Рут улыбается, сидя в машине, безмятежная и прекрасная в своем летнем платье. Кончик носа у нее слегка покраснел, волосы растрепались от ветра и пахнут океанским бризом.

– Люблю об этом вспоминать, – говорит она.

– Я тоже.

– Конечно, потому что я тогда была молода. Никаких морщин, дряблой кожи и седины.

– Ты ничуть не изменилась.

– Unsinn[5], – отвечает она, отмахиваясь. – Я изменилась. Постарела. В старости мало приятного. То, что раньше было простым, становится сложным.

– Ты говоришь моим языком, – замечаю я, и Рут жмет плечами, ничуть не смущенная осознанием того, что она – всего лишь плод моего воображения. Она вновь возвращается к воспоминанию о моем визите.

– Я так радовалась, что ты сумел к нам вырваться.

– Жаль, что ненадолго.

Она отвечает не сразу.

– Наверное, – говорит Рут, – мне самой полезно было провести несколько недель в тиши, одной. Мои родители, кажется, тоже это понимали. На Аутер-Бэнкс особо нечем заняться, кроме как сидеть на крыльце, гулять по пляжу и пить вино, глядя на закат. И я могла вволю поразмыслить. О себе. О нас.

– Поэтому ты и бросилась навстречу, когда я приехал, – поддразниваю я.

– И вовсе не бросалась, – возмущенно отзывается Рут. – Память тебе изменяет. Меня не так воспитывали. Я неторопливо спустилась с крыльца и обняла тебя. Просто в знак приветствия. Все остальное – плод твоего воображения.

Может быть. А может быть, и нет. Кто знает? Прошло столько лет. Но наверное, это уже не важно.

– Помнишь, что мы сделали потом? – спрашивает Рут.

Кажется, она меня испытывает.

– Конечно, – отвечаю я. – Мы зашли в дом, и я поздоровался с твоими родителями.

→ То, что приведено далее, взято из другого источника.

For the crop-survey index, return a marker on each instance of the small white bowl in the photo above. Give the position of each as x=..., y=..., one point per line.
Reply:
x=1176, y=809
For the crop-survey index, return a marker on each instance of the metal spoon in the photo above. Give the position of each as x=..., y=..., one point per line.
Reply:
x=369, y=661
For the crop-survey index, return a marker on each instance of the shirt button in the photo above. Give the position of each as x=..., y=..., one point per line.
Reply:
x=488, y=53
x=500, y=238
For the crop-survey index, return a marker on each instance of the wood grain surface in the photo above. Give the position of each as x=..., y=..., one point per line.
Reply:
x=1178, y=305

Твоя мать резала помидоры на кухне, а отец жарил тунца на заднем крыльце. Он сказал, что купил рыбу днем у рыбака на пирсе, и очень этим гордился. Твой отец выглядел совсем иначе, чем обычно, когда стоял в тот вечер над грилем… такой спокойный.

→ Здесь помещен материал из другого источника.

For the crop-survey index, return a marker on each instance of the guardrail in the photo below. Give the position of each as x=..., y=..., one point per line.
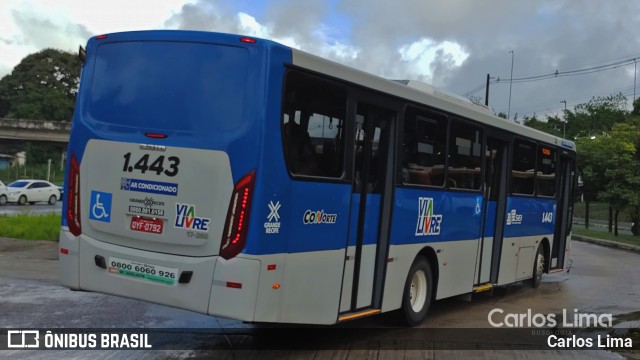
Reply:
x=39, y=130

– У него было удачное лето, – соглашается Рут. – К тому моменту он стал управляющим на фабрике, и нам уже не так тяжело жилось, и впервые за много лет мы скопили достаточно денег, чтобы поехать в отпуск. А главное, он страшно радовался тому, что вновь будет преподавать.

– И твоя мать тоже радовалась.

– Хорошее настроение заразительно. – Рут несколько секунд молчит. – Ей, как и мне, со временем понравилась Америка. Гринсборо, конечно, не Вена, но она выучила язык и завела друзей. А еще научилась ценить радушие и щедрость здешних жителей. Я думаю, наконец она начала считать Северную Каролину своим домом.